There were lots of I-Pads out. It was that kind of a crowd. Here's a few of the things I wrote down in my high tech Pukka Pad.
  • First Sinclair games machine had 1K memory. An I-phone has 32 million times more than that.
  • Cost of making cutting edge computer game has increased 10,000 fold last 15 years, and in 15 years before that.
  • Ubiquitous broadband and mobile internet allows the kind of connection with mass audiences that niche/cult/indie producers and promoters traditionally have
  • XTK Projects: 'peer-sourced funding for ideas that don't exist yet' (Just looked at this and they coin a brilliant term: 'primordial capital'. Kristin Alford was a good speaker, but she could drop that in.)
  • Work where chaos meets order, or in chaos, rather than rushing to turn order into control
  • 'Talk about success or talk about failing spectacularly' - fine, but what about miserable failure - the kind that drags and is just horrible and energy sapping - failure isn't always going down in flame.
  • The loyalty of phone boxes.
  • Is vernacular social science (eg Information is beautiful) challenging academic social science with its account-based approach, even if complemented now by data.
  • No more lies to sociologists
  • It's a brave man who shows us pictures of his teddy bears
  • Resilience as Agency, Relatedness and Competence
  • Flyposting is illegal, Google map pins are not
  • Technology as a material, not a tool
  • Can arts venues learn from how high end restaurants treat customers?

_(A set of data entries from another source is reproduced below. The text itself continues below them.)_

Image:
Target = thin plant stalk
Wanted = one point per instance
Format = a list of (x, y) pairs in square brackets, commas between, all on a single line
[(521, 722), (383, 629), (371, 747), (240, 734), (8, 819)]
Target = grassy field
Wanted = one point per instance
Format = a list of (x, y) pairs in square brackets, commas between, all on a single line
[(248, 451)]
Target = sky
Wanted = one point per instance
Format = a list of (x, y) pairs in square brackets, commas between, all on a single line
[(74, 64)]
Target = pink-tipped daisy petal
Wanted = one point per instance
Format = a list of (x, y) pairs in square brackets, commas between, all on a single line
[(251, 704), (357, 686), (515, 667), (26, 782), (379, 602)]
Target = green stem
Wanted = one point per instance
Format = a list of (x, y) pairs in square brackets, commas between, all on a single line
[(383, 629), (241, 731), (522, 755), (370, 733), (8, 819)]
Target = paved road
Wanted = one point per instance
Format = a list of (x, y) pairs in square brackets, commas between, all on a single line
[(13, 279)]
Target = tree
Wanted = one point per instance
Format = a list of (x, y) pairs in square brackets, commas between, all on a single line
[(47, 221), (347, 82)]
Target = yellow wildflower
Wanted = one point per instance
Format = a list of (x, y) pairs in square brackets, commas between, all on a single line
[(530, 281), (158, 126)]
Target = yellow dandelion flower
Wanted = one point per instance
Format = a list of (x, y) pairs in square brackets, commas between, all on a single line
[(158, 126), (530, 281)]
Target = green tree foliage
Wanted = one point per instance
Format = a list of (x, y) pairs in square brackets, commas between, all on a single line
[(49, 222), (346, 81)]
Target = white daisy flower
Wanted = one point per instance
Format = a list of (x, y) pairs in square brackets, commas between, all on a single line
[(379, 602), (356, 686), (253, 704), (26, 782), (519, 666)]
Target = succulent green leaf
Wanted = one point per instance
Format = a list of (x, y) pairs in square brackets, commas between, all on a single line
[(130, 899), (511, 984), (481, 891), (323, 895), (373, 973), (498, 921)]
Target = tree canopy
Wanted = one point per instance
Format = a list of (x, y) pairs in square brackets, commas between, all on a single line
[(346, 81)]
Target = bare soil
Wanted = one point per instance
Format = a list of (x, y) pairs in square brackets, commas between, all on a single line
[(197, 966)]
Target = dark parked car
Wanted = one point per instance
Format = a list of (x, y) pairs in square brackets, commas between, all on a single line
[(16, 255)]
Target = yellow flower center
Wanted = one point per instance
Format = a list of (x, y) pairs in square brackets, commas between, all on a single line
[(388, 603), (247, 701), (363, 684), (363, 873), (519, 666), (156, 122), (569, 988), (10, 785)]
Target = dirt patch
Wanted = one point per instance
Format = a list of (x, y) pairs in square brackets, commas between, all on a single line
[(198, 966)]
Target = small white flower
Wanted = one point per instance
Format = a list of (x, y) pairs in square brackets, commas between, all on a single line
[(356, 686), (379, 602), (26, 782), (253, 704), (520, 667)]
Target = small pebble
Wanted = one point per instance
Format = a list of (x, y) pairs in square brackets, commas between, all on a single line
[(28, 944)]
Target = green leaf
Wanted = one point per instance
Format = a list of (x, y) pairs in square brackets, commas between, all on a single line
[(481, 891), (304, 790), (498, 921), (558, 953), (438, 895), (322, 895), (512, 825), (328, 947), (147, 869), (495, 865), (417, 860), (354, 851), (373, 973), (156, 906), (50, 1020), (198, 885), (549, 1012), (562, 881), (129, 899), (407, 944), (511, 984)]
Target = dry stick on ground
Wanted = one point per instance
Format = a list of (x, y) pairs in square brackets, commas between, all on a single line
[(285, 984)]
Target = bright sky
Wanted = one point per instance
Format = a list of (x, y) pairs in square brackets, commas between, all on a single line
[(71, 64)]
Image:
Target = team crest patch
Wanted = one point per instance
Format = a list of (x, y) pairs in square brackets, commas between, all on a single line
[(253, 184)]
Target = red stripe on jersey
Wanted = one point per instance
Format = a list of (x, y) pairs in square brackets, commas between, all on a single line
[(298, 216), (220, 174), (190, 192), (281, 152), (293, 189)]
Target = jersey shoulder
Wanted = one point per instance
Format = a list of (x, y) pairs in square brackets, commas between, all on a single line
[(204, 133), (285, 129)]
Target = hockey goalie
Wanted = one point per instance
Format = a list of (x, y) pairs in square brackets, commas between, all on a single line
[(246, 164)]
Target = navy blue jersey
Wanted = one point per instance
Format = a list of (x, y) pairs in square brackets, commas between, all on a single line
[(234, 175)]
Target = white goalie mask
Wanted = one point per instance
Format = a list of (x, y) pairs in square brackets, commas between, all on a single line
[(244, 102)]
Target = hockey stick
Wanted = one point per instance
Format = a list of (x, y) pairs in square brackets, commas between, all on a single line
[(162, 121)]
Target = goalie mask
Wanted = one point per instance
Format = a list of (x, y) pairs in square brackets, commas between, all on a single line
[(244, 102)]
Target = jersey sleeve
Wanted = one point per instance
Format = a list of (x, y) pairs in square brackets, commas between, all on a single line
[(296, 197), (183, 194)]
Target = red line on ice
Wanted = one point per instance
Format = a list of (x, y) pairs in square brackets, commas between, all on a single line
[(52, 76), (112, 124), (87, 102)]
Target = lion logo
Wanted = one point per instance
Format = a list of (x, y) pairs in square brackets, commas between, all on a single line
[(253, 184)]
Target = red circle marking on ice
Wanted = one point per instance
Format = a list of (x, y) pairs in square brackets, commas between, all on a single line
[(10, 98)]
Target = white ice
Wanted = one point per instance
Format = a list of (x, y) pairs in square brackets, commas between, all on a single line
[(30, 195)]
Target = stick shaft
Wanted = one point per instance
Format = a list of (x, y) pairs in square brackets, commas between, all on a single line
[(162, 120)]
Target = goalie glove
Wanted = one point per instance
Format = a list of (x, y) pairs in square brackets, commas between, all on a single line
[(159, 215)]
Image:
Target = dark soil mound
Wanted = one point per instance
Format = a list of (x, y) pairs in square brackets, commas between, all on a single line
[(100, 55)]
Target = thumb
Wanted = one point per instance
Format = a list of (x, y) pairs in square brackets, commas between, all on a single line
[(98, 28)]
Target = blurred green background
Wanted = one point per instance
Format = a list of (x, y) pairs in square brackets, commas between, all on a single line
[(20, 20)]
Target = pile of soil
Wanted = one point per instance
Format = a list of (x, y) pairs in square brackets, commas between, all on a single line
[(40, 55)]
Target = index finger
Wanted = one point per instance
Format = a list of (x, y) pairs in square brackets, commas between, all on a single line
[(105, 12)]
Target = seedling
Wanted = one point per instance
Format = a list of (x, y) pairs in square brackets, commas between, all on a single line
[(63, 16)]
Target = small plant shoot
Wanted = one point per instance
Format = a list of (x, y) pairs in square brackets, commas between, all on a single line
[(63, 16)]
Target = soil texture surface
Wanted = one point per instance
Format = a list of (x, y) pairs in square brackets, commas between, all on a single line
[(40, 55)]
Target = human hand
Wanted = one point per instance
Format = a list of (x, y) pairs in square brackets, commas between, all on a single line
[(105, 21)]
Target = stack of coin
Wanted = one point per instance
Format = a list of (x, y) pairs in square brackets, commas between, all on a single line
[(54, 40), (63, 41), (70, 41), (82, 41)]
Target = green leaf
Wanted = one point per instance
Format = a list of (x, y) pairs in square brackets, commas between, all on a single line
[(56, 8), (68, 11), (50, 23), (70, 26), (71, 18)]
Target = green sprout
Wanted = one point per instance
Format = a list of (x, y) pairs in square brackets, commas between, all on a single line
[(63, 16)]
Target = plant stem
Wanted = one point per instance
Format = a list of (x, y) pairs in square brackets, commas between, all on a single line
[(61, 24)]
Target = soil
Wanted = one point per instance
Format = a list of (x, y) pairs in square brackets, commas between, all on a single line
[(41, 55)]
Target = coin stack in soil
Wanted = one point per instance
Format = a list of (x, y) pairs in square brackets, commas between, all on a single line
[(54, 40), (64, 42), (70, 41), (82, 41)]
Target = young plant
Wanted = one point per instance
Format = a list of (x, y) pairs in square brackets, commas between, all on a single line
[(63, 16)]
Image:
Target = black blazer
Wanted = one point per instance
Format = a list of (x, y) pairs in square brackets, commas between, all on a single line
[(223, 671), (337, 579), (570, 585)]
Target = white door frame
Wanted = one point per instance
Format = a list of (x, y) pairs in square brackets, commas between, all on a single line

  • Are we turning the music industry into Pizza Express?  
  • We need a view on the world not a position in the market
  • We are in the business of dis-enthralling
  • Must read Proust and The Squid by Maryanne Wolf
  • That humans learned to read is a miracle - are we now learning to do something else?
There was of course, much more, but they could each become a blog in their own right.

The day was themed around inserting the A of Arts in the STEM subjects of Science, Technology, Engineering and Mathematics to make a new STEAM age. A number of speaker made passing reference to this, but it was mainly left implicit. There was a good range of examples in the programmes though, from theatrical and game-based storytelling to cello playing to amazing 'Digital Duets' between artists in Manchester and New York. My one conclusion about this was that we need to widen our definition of Art to actually do this, to make Art a driver of change and energy in society in the way steam was.